Pre-RFC: Raw identifiers

I like the backslash. Probably the at-sign second.

Nothing particular, but I don't see a reason in artificially adding exceptions.

If there's a consensus about disallowed characters for linkers (good point), there would be a valid reason for a restriction (or escape rules).

Seeing the choices in actual code I think I prefer the look of \catch, all else being equal.


Backslash and at-sign do have the downside of not being delimited syntaxes so you need some rules to detect the end of the identifier, I assume if we go for a syntax like that then we’d limit it to being like a normal identifier, which would make this only useful for escaping keywords and not much else.

Potentially it could be extended a bit... but allowing a character like `:` in an escaped identifier would be really annoying for code like `foo::\catch ::Bar { \catch : 5 }` requiring forced whitespace (assuming whitespace is not allowed, but some people probably do want whitespace in their identifiers).

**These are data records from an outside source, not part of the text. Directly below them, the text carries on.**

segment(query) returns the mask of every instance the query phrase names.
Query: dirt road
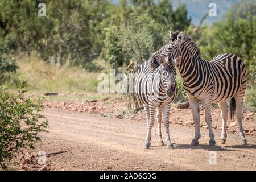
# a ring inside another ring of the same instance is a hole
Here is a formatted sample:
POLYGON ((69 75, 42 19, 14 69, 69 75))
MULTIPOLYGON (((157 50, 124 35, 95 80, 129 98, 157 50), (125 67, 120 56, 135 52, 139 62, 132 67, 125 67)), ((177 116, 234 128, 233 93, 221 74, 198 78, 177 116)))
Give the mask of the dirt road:
MULTIPOLYGON (((158 145, 155 123, 151 147, 145 150, 146 122, 53 109, 43 114, 49 120, 49 132, 41 134, 34 152, 67 151, 47 158, 53 170, 256 169, 255 136, 248 136, 248 145, 243 146, 238 135, 229 133, 227 144, 209 147, 207 130, 201 130, 199 146, 191 146, 194 128, 171 124, 175 148, 169 150, 158 145), (216 152, 216 164, 209 164, 210 151, 216 152)), ((162 134, 165 136, 164 130, 162 134)), ((215 135, 218 141, 220 131, 215 135)))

As @matklad mentioned using a delimited syntax like `catch` allows for easily extending the characters allowed in the identifier, which may be useful for things like FFI to languages that have a wider valid identifier character set. It does make it a more heavy-weight syntax, I don’t think I would use `struct` instead of strukt in proc-macros, whereas I have used @class heavily in reflective C# code.


I think deciding whether these raw identifiers should support just reserved, normal-syntax identifiers; slightly extended syntax identifiers; or full, anything goes, string-like identifiers; would be a good first bikeshed before really arguing over the exact characters used to represent the rawness of the identifiers.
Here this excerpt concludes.